Accéder au huitième barreau de l’échelle de vie proposée à la neuvième planche. Cette échelon nous fait dépasser de survivre à vivre. Ce ressenti est si important pour notre équilibre qu’il nous faut sans cesse se le faire confirmer. A chaque fois que le doute nous envahit c’est un risque de déprime qui nous attend. C’est par de simples mercis, sincères, que nous nous rassurons sur notre nécessité de vivre.  Ces « mercis » nous apportent la réponse à cette question qui harcèle consciemment où inconsciemment notre inquiétude et fait monter la pression de ma machine à « Mapeur ». : Suis-je utile ?

Voilà pourquoi bonjour, au revoir et merci, sont des mots d’une grande importance dans notre quotidien. Ils nous rassurent et donc nous aident à moins souffrir. La recherche de l’extinction de nos souffrances est l’essence même de la philosophie que je propose, en voila donc trois petits remèdes.
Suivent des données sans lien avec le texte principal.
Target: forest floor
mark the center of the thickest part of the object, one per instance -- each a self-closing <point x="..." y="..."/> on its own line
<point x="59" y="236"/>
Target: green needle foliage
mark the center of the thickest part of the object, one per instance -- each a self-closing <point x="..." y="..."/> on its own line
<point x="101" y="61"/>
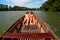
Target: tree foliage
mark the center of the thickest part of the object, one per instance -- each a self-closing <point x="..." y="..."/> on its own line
<point x="51" y="5"/>
<point x="15" y="8"/>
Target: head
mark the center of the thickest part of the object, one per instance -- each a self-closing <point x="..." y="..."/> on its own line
<point x="27" y="12"/>
<point x="31" y="12"/>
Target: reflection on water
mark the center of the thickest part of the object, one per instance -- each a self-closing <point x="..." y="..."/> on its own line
<point x="7" y="18"/>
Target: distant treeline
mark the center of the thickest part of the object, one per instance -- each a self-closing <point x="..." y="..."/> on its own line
<point x="51" y="5"/>
<point x="15" y="8"/>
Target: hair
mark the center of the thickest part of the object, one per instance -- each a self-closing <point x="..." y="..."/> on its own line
<point x="31" y="12"/>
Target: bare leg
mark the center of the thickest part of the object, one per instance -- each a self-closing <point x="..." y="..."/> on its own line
<point x="24" y="21"/>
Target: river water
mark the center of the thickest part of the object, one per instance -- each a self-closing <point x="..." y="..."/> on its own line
<point x="7" y="18"/>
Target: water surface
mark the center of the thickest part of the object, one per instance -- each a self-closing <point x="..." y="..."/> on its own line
<point x="7" y="18"/>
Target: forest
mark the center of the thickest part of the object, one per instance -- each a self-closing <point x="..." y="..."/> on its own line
<point x="15" y="8"/>
<point x="51" y="5"/>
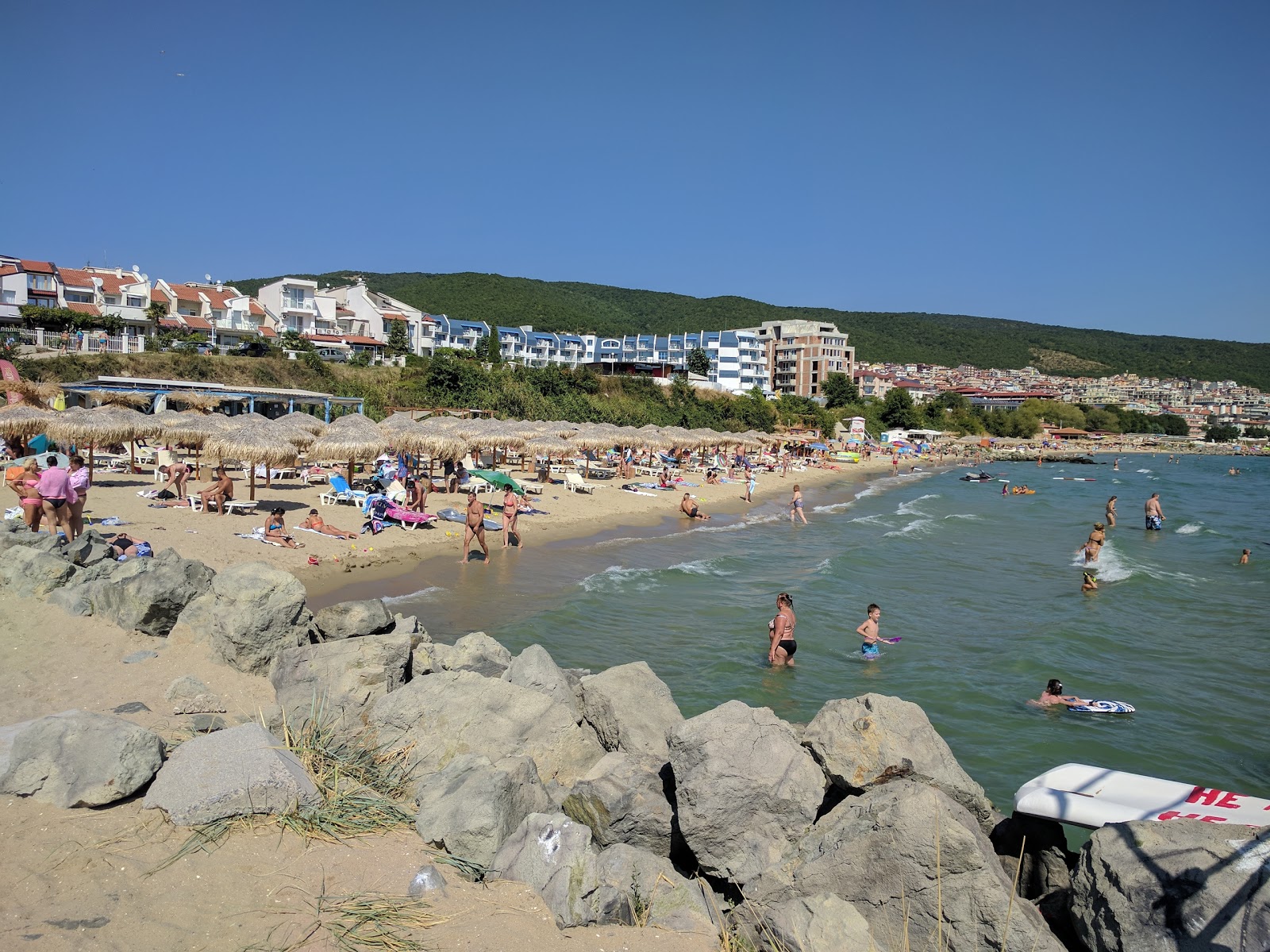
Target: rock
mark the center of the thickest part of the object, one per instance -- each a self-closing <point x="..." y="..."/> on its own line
<point x="475" y="653"/>
<point x="470" y="806"/>
<point x="622" y="800"/>
<point x="353" y="620"/>
<point x="457" y="712"/>
<point x="1178" y="885"/>
<point x="874" y="739"/>
<point x="149" y="594"/>
<point x="552" y="854"/>
<point x="29" y="571"/>
<point x="819" y="923"/>
<point x="89" y="549"/>
<point x="535" y="670"/>
<point x="630" y="708"/>
<point x="427" y="880"/>
<point x="879" y="852"/>
<point x="746" y="789"/>
<point x="78" y="758"/>
<point x="253" y="612"/>
<point x="342" y="677"/>
<point x="652" y="892"/>
<point x="188" y="695"/>
<point x="233" y="772"/>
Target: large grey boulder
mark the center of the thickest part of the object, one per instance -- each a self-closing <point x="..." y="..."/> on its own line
<point x="905" y="854"/>
<point x="476" y="653"/>
<point x="630" y="708"/>
<point x="341" y="677"/>
<point x="78" y="758"/>
<point x="353" y="620"/>
<point x="651" y="892"/>
<point x="459" y="712"/>
<point x="819" y="923"/>
<point x="535" y="670"/>
<point x="746" y="789"/>
<point x="552" y="854"/>
<point x="622" y="800"/>
<point x="1183" y="885"/>
<point x="232" y="772"/>
<point x="470" y="806"/>
<point x="874" y="739"/>
<point x="25" y="570"/>
<point x="252" y="613"/>
<point x="149" y="594"/>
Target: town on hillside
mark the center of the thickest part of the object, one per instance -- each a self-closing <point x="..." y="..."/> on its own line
<point x="114" y="310"/>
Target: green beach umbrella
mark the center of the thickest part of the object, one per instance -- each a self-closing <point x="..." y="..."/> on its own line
<point x="499" y="479"/>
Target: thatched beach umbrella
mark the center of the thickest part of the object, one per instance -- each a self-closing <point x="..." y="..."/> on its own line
<point x="351" y="437"/>
<point x="256" y="443"/>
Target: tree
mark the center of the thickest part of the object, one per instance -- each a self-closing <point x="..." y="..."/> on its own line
<point x="399" y="340"/>
<point x="838" y="390"/>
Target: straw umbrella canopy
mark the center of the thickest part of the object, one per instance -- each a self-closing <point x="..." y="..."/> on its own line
<point x="256" y="442"/>
<point x="352" y="437"/>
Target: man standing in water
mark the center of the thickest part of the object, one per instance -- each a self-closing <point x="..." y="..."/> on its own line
<point x="868" y="631"/>
<point x="475" y="527"/>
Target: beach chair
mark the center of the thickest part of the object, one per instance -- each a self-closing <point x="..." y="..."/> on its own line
<point x="342" y="493"/>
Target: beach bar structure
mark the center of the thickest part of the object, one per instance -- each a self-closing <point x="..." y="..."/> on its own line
<point x="272" y="401"/>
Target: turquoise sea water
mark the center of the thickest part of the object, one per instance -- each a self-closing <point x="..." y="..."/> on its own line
<point x="984" y="592"/>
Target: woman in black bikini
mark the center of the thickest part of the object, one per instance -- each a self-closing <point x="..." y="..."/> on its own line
<point x="781" y="632"/>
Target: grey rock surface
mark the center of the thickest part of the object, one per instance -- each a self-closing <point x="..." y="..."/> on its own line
<point x="746" y="789"/>
<point x="149" y="594"/>
<point x="341" y="677"/>
<point x="78" y="758"/>
<point x="459" y="712"/>
<point x="622" y="800"/>
<point x="873" y="739"/>
<point x="879" y="852"/>
<point x="630" y="708"/>
<point x="1176" y="886"/>
<point x="233" y="772"/>
<point x="535" y="670"/>
<point x="470" y="806"/>
<point x="252" y="613"/>
<point x="353" y="620"/>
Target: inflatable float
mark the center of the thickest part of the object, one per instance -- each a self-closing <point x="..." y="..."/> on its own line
<point x="1095" y="797"/>
<point x="455" y="516"/>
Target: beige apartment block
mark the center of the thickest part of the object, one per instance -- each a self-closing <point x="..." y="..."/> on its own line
<point x="802" y="353"/>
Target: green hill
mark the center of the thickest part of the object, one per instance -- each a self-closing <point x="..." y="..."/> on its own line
<point x="911" y="338"/>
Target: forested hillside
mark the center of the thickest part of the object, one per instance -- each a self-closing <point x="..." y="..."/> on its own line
<point x="927" y="338"/>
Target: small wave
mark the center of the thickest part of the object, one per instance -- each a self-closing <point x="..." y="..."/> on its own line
<point x="429" y="594"/>
<point x="918" y="526"/>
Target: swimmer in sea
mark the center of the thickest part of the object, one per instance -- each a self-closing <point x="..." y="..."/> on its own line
<point x="1053" y="695"/>
<point x="780" y="631"/>
<point x="868" y="631"/>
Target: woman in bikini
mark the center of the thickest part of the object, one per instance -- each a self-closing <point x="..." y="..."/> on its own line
<point x="780" y="631"/>
<point x="511" y="511"/>
<point x="317" y="524"/>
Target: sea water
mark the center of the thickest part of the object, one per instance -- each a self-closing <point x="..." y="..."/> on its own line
<point x="983" y="590"/>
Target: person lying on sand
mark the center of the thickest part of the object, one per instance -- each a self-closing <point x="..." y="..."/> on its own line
<point x="690" y="508"/>
<point x="318" y="524"/>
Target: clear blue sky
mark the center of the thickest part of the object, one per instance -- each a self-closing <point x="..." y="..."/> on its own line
<point x="1083" y="163"/>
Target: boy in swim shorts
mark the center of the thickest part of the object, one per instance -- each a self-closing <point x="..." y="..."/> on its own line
<point x="868" y="630"/>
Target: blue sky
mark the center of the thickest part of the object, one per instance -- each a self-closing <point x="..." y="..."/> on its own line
<point x="1086" y="164"/>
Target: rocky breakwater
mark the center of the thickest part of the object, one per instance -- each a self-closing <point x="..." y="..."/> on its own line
<point x="856" y="831"/>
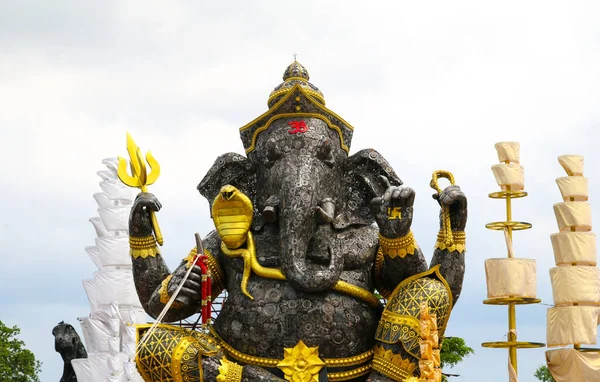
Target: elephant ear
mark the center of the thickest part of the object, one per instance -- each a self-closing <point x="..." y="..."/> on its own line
<point x="362" y="184"/>
<point x="236" y="170"/>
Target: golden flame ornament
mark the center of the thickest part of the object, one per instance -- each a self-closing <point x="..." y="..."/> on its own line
<point x="301" y="363"/>
<point x="139" y="177"/>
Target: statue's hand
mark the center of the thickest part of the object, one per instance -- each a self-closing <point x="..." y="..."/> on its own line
<point x="190" y="292"/>
<point x="453" y="197"/>
<point x="140" y="223"/>
<point x="393" y="210"/>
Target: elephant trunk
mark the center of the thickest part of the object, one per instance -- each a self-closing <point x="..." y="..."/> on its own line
<point x="297" y="227"/>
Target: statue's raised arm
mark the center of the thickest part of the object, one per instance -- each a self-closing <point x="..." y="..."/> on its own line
<point x="298" y="252"/>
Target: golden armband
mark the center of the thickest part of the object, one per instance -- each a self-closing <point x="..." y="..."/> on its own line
<point x="143" y="247"/>
<point x="400" y="246"/>
<point x="229" y="371"/>
<point x="216" y="273"/>
<point x="164" y="295"/>
<point x="455" y="242"/>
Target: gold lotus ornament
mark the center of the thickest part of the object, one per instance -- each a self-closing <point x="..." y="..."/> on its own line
<point x="301" y="363"/>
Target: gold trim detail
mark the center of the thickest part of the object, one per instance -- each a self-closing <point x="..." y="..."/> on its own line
<point x="143" y="247"/>
<point x="284" y="99"/>
<point x="144" y="253"/>
<point x="295" y="115"/>
<point x="350" y="374"/>
<point x="309" y="92"/>
<point x="429" y="361"/>
<point x="179" y="354"/>
<point x="459" y="239"/>
<point x="295" y="79"/>
<point x="142" y="242"/>
<point x="379" y="260"/>
<point x="400" y="246"/>
<point x="164" y="295"/>
<point x="229" y="371"/>
<point x="272" y="363"/>
<point x="301" y="363"/>
<point x="392" y="365"/>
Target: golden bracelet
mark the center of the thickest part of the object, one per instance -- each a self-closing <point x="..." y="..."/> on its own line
<point x="164" y="295"/>
<point x="459" y="239"/>
<point x="143" y="247"/>
<point x="401" y="246"/>
<point x="229" y="371"/>
<point x="142" y="242"/>
<point x="216" y="273"/>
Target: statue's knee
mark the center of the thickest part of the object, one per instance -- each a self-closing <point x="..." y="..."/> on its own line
<point x="397" y="352"/>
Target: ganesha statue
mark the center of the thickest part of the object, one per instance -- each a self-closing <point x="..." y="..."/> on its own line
<point x="314" y="247"/>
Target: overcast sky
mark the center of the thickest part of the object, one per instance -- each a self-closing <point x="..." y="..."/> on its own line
<point x="430" y="85"/>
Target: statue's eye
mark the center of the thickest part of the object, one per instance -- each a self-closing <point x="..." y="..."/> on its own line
<point x="325" y="151"/>
<point x="273" y="152"/>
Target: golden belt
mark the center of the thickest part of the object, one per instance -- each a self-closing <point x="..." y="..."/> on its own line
<point x="363" y="359"/>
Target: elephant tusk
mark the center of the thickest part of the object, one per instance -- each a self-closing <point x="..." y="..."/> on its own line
<point x="252" y="264"/>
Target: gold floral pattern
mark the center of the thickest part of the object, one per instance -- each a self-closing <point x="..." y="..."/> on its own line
<point x="301" y="363"/>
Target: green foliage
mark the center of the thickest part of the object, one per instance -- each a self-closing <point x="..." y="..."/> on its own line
<point x="543" y="374"/>
<point x="17" y="364"/>
<point x="454" y="349"/>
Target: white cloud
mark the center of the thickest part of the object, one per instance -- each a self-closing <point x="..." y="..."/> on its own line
<point x="429" y="85"/>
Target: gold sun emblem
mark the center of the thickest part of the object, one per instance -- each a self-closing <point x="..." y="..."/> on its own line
<point x="301" y="363"/>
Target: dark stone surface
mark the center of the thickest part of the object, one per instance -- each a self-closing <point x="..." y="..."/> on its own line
<point x="68" y="344"/>
<point x="319" y="207"/>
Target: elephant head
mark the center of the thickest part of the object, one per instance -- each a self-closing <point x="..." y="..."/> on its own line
<point x="300" y="178"/>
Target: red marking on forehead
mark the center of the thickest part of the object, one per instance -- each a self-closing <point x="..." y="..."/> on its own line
<point x="297" y="127"/>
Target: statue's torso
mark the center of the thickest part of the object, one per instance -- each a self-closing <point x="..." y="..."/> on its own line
<point x="279" y="316"/>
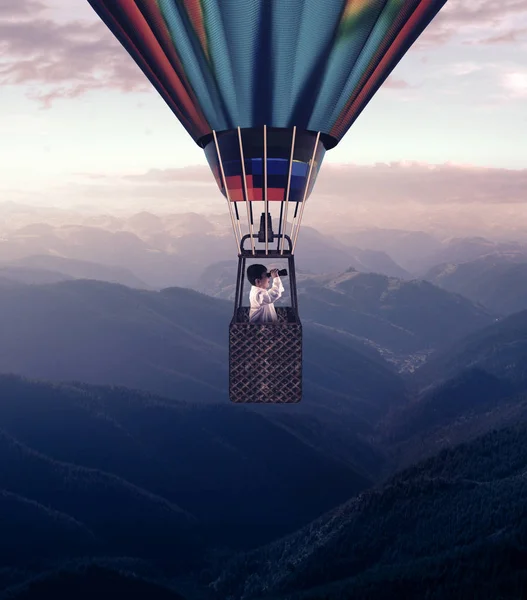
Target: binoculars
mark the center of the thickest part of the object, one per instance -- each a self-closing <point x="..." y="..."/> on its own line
<point x="281" y="273"/>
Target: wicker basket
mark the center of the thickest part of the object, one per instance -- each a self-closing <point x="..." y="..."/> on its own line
<point x="265" y="360"/>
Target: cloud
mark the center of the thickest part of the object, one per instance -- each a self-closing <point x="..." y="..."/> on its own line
<point x="445" y="199"/>
<point x="516" y="84"/>
<point x="20" y="8"/>
<point x="396" y="182"/>
<point x="512" y="36"/>
<point x="61" y="60"/>
<point x="396" y="84"/>
<point x="466" y="18"/>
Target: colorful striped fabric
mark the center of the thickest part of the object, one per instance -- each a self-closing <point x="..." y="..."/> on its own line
<point x="222" y="64"/>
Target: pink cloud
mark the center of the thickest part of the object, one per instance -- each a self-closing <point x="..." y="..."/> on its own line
<point x="63" y="60"/>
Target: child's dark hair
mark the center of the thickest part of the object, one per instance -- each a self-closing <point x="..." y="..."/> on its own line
<point x="255" y="272"/>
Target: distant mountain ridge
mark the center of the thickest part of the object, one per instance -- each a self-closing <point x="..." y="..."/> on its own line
<point x="496" y="280"/>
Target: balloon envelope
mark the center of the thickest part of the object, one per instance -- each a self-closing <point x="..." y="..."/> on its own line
<point x="223" y="64"/>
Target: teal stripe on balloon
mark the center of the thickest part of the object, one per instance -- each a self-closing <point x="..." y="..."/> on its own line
<point x="193" y="59"/>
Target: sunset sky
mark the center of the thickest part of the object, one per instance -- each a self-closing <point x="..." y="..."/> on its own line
<point x="81" y="126"/>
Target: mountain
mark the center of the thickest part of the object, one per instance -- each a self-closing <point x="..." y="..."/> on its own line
<point x="31" y="276"/>
<point x="475" y="386"/>
<point x="73" y="269"/>
<point x="496" y="280"/>
<point x="88" y="582"/>
<point x="175" y="343"/>
<point x="460" y="250"/>
<point x="109" y="470"/>
<point x="405" y="247"/>
<point x="403" y="320"/>
<point x="157" y="251"/>
<point x="500" y="349"/>
<point x="453" y="527"/>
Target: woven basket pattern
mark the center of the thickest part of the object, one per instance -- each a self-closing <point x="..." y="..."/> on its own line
<point x="265" y="360"/>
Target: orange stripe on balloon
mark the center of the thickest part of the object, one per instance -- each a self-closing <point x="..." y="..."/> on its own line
<point x="348" y="113"/>
<point x="141" y="26"/>
<point x="195" y="13"/>
<point x="159" y="27"/>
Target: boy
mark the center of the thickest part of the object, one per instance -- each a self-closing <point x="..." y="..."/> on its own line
<point x="261" y="300"/>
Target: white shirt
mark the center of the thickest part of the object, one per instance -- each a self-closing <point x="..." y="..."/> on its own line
<point x="262" y="308"/>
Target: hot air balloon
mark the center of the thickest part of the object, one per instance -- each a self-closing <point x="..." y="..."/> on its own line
<point x="266" y="87"/>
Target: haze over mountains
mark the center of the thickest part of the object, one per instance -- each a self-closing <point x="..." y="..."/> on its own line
<point x="404" y="357"/>
<point x="174" y="249"/>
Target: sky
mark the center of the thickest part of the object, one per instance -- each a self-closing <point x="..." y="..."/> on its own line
<point x="444" y="142"/>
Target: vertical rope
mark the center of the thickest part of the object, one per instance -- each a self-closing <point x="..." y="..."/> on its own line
<point x="237" y="239"/>
<point x="249" y="215"/>
<point x="266" y="201"/>
<point x="288" y="187"/>
<point x="304" y="199"/>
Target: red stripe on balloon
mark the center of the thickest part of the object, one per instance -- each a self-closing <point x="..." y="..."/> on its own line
<point x="195" y="13"/>
<point x="159" y="27"/>
<point x="138" y="22"/>
<point x="115" y="26"/>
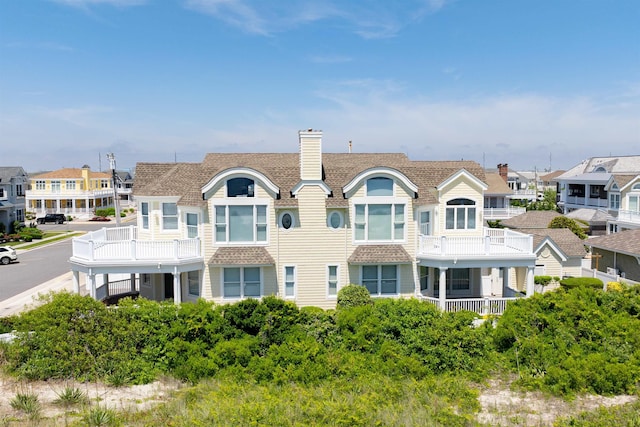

Bien avant cette démarche de construction d’un échafaudage philosophique, durant mes voyages professionnels j’avais pris l’habitude d’apprendre, au  moins, un mot dans la langue du pays où j’étais en mission. Ce mot était MERCI. Nos conversations étaient principalement en anglais, cet espéranto de notre siècle. Elle l’était parfois (rarement) en français mais le merci était toujours dans la langue de mon interlocuteur. Aucune de mes missions n’aurait pu bien aboutir sans l’aide de l’autre, celui qui dans son pays me permettait d’accomplir ma tâche. Je souhaitais que mon merci soit à la hauteur du service qu’il m’avait rendu. De mes tours du monde, j’ai ainsi rapporté une belle collection phonétique de merci. Je vous en offre un parmi tant d’autre, celui de Tahiti : Mauruuru

« Merci de m’être utile », voilà ce que nous devrions dire. Dans notre société occidentale de consommation, soumise à l’influence du christianisme, cela peut sembler politiquement peu correct. En philosophie opérative, cette proposition prend tout son sens, c’est un acte de reconnaissance fraternelle…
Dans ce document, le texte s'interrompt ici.